True Detective

Murder Victim’s Smartphone Unlocked with 2D Printing

2D Printing

After 3D printed fingers failed to unlock a murder victim’s smartphone, researchers resorted to using traditional 2D printing instead.

All3DP previously reported on this intriguing case, asking whether 3D printed fingerprints can unlock a victim’s smartphone. Turns out they can’t.

Instead, a team from Michigan State University, led by professor Anil Jain, went back to basics and simply used a 2D image to break into the phone.

Ultimately, the reasons for the failure of the 3D print came down to the poor quality of the original fingerprint image kept in police files.

Luckily for the team, the phone didn’t require a password after a failed fingerprint attempt so they could continue to try out different options.

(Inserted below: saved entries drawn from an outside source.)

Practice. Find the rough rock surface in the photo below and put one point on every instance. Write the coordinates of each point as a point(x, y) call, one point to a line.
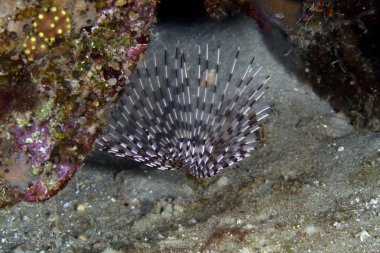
point(312, 186)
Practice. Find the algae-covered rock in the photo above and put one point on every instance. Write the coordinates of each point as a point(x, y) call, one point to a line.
point(63, 65)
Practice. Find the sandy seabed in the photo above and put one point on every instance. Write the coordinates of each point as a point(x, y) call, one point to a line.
point(313, 185)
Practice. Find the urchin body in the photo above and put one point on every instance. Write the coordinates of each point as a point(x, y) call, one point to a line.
point(169, 118)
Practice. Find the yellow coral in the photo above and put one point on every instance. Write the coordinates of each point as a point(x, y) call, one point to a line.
point(52, 23)
point(34, 47)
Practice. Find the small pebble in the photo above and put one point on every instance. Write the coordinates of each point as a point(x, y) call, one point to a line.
point(81, 207)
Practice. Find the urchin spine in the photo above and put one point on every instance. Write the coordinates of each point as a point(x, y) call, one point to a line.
point(169, 121)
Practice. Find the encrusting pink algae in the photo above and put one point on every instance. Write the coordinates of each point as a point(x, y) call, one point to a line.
point(59, 78)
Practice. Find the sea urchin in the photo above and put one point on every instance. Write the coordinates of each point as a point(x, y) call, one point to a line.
point(201, 118)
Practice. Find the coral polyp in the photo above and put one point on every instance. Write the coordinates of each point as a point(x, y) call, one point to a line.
point(34, 48)
point(51, 24)
point(172, 117)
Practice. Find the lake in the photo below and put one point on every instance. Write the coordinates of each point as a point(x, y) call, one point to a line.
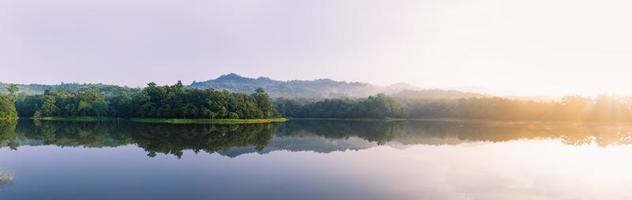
point(309, 159)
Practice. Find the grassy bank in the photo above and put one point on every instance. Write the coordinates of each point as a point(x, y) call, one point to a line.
point(208, 121)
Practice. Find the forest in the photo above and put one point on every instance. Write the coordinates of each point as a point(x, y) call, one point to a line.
point(180, 102)
point(170, 101)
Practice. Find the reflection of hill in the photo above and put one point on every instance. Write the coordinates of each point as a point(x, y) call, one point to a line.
point(317, 136)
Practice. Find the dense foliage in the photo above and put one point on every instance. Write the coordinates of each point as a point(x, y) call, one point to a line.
point(7, 103)
point(175, 101)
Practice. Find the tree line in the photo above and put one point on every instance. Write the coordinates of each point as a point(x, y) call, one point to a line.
point(170, 101)
point(178, 101)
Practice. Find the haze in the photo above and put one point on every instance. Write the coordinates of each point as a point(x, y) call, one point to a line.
point(510, 47)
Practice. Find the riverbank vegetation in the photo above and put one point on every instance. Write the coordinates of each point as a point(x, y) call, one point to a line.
point(7, 104)
point(164, 102)
point(179, 104)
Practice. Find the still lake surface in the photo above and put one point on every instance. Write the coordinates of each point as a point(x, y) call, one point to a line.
point(306, 159)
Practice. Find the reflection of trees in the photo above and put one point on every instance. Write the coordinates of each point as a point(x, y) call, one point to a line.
point(374, 131)
point(174, 139)
point(5, 178)
point(154, 138)
point(7, 133)
point(419, 132)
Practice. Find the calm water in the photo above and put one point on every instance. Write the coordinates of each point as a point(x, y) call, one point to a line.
point(315, 160)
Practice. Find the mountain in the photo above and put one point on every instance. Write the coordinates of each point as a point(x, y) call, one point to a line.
point(320, 88)
point(307, 89)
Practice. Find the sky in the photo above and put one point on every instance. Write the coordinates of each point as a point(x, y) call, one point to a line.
point(511, 47)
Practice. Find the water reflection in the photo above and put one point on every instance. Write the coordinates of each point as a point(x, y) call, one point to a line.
point(299, 135)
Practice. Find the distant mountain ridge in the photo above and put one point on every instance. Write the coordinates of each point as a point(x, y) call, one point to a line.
point(319, 88)
point(306, 89)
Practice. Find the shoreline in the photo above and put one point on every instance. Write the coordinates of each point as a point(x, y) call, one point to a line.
point(165, 120)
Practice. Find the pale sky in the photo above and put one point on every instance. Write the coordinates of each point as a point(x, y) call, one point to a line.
point(516, 47)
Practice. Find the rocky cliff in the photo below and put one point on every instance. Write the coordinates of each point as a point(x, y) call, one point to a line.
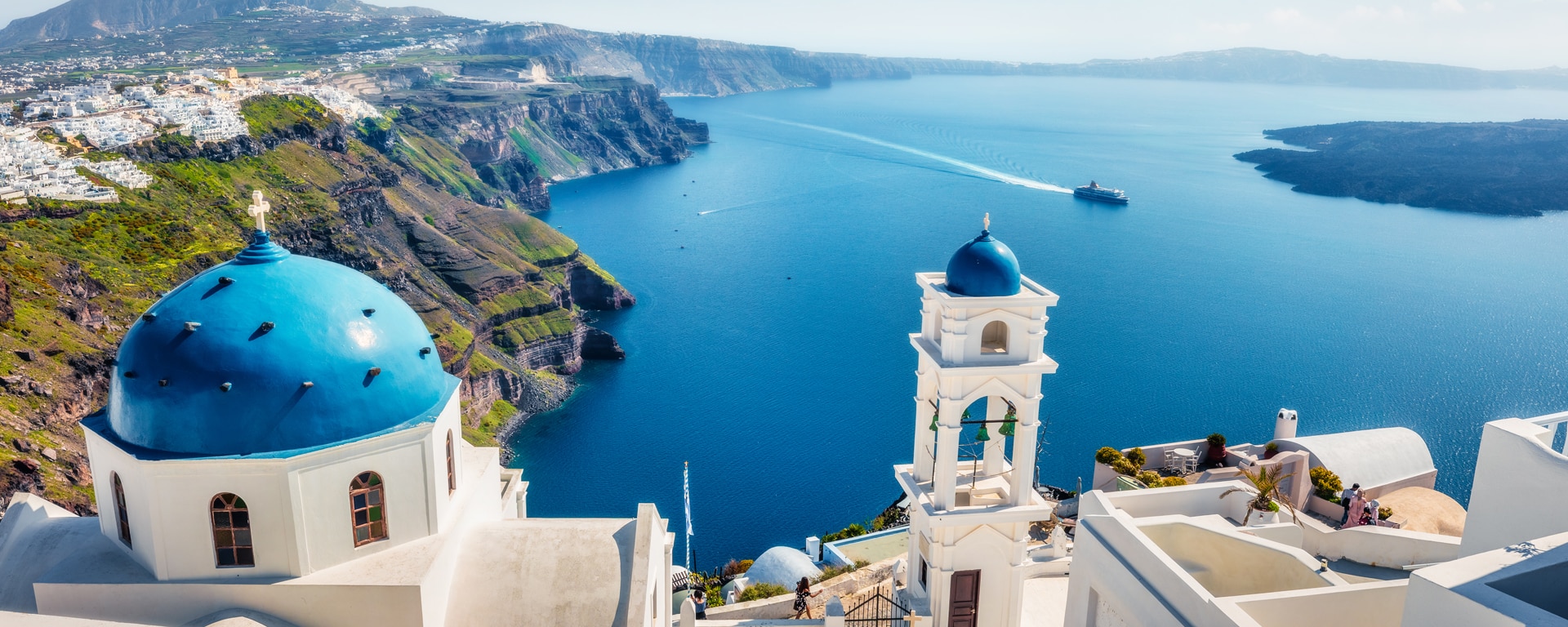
point(722, 68)
point(502, 292)
point(1501, 168)
point(504, 148)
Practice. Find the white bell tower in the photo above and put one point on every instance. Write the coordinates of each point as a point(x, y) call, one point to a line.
point(982, 336)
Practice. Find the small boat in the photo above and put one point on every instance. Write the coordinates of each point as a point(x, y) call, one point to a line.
point(1094, 192)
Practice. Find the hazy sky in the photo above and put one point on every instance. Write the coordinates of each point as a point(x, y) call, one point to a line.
point(1493, 35)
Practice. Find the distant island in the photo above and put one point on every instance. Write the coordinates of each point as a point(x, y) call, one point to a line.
point(1499, 168)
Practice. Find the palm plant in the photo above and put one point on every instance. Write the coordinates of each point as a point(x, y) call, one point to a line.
point(1264, 487)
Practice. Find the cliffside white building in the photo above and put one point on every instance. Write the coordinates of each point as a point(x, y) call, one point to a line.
point(982, 339)
point(283, 447)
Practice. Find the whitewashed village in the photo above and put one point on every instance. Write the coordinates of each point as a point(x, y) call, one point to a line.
point(42, 149)
point(361, 505)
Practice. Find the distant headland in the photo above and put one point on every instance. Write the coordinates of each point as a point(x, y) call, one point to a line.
point(1499, 168)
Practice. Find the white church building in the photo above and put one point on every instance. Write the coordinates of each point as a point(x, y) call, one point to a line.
point(283, 447)
point(982, 339)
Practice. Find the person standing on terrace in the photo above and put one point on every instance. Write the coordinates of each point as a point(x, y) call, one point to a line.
point(1344, 500)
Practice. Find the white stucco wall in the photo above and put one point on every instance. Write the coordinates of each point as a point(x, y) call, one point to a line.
point(1518, 491)
point(1372, 456)
point(1479, 589)
point(300, 509)
point(1371, 604)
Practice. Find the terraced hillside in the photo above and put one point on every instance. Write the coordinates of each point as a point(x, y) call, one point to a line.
point(502, 292)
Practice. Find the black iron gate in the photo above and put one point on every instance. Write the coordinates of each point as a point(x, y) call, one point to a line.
point(879, 610)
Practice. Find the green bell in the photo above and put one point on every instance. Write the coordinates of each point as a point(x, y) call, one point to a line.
point(1007, 422)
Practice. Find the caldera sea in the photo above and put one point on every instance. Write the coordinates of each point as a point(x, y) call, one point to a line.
point(775, 282)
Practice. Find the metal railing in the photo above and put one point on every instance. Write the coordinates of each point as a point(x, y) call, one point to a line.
point(875, 607)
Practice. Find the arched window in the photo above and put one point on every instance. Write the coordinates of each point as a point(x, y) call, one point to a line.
point(371, 509)
point(452, 468)
point(119, 509)
point(231, 531)
point(993, 339)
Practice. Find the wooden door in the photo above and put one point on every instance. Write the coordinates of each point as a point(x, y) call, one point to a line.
point(963, 610)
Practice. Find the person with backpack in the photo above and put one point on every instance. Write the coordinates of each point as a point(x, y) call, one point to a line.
point(802, 593)
point(1344, 500)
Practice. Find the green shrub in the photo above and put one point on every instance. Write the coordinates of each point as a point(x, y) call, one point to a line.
point(1125, 466)
point(1325, 485)
point(714, 594)
point(849, 531)
point(734, 568)
point(1137, 458)
point(763, 591)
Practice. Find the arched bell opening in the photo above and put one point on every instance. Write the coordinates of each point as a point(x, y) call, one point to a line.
point(993, 337)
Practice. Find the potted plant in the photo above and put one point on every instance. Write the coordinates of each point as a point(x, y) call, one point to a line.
point(1215, 451)
point(1264, 487)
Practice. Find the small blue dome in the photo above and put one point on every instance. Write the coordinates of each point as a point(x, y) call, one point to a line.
point(983, 267)
point(274, 353)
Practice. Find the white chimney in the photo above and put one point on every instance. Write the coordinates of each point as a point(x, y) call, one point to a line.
point(1285, 424)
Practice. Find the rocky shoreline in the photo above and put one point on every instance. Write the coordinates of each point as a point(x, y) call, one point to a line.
point(1496, 168)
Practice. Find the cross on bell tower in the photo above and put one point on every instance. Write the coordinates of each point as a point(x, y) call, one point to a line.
point(259, 209)
point(982, 337)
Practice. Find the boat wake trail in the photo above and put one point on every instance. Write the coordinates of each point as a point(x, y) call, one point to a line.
point(974, 168)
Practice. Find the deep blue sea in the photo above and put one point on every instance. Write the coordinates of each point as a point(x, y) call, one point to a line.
point(775, 282)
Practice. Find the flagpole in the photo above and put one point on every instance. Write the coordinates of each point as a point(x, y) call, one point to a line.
point(686, 487)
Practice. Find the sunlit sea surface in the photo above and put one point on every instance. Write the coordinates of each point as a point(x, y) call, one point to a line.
point(775, 282)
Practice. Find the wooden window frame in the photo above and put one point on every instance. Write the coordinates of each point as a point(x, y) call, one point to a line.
point(121, 516)
point(231, 531)
point(368, 496)
point(452, 466)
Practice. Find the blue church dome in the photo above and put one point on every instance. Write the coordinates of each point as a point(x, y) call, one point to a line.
point(272, 353)
point(983, 267)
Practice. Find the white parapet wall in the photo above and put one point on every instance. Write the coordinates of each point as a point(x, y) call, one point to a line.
point(1518, 491)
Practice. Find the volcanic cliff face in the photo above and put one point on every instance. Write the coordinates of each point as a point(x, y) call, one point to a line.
point(502, 294)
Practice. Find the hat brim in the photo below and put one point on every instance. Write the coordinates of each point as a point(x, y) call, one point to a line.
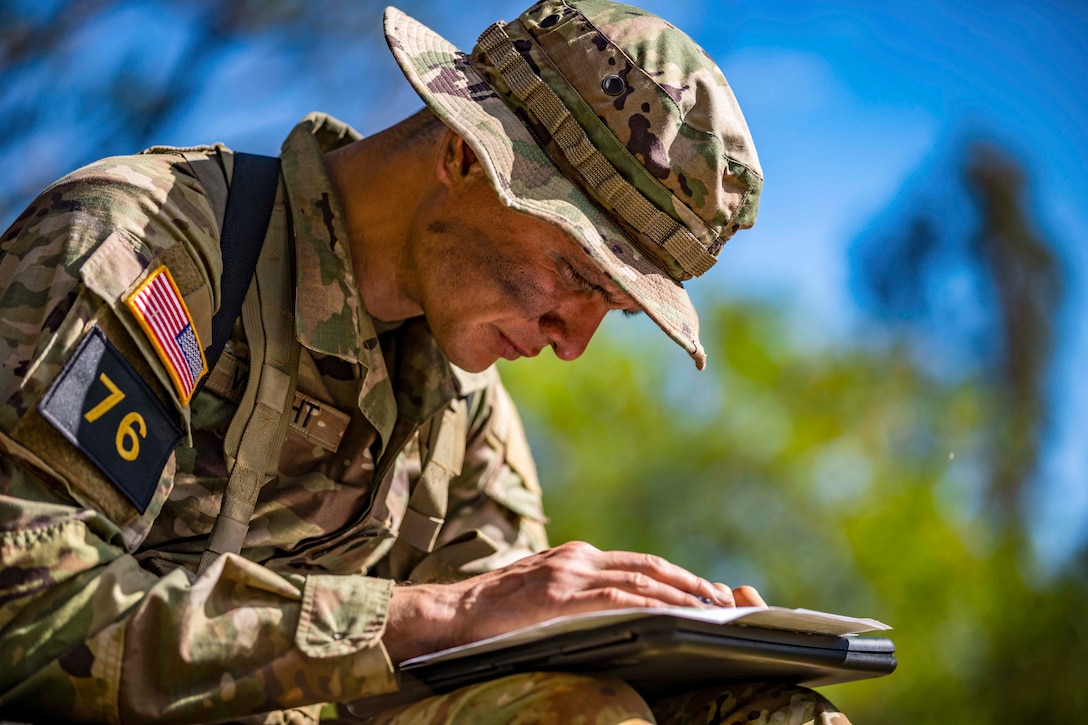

Earlier this year, Jain and his team published a technical report detailing the 2D method and showing how anyone could unlock a phone with a high-quality fingerprint, a regular inkjet printer, and some conductive paper.

Going Back to Basics with 2D Printing

The way in which smartphone fingerprint scanners work is that the ridges in your fingers close small electrical circuits, meaning that standard plastic couldn’t unlock the phone.

In an attempt to spoof the sensor, the team 3D printed model fingers on a $250,000 3D printer, and then used a $600,000 machine to apply a coating of a conductive metal onto the models. But they just didn’t work because the source scans weren’t detailed enough.

Thankfully, the team had their 2D backup option ready to try out after 3D printed attempt failed. Using an image enhancement algorithm, the team filled in broken lines in the print and managed to successfully unlock the Samsung Galaxy S6 involved in the investigation.

Even though unlocking the phone is useful for the police, Jain spoke out about the simplicity being used for negative reasons. He said: “Hopefully the phone companies are watching this and they will make fingerprint devices more robust against such simple attacks.”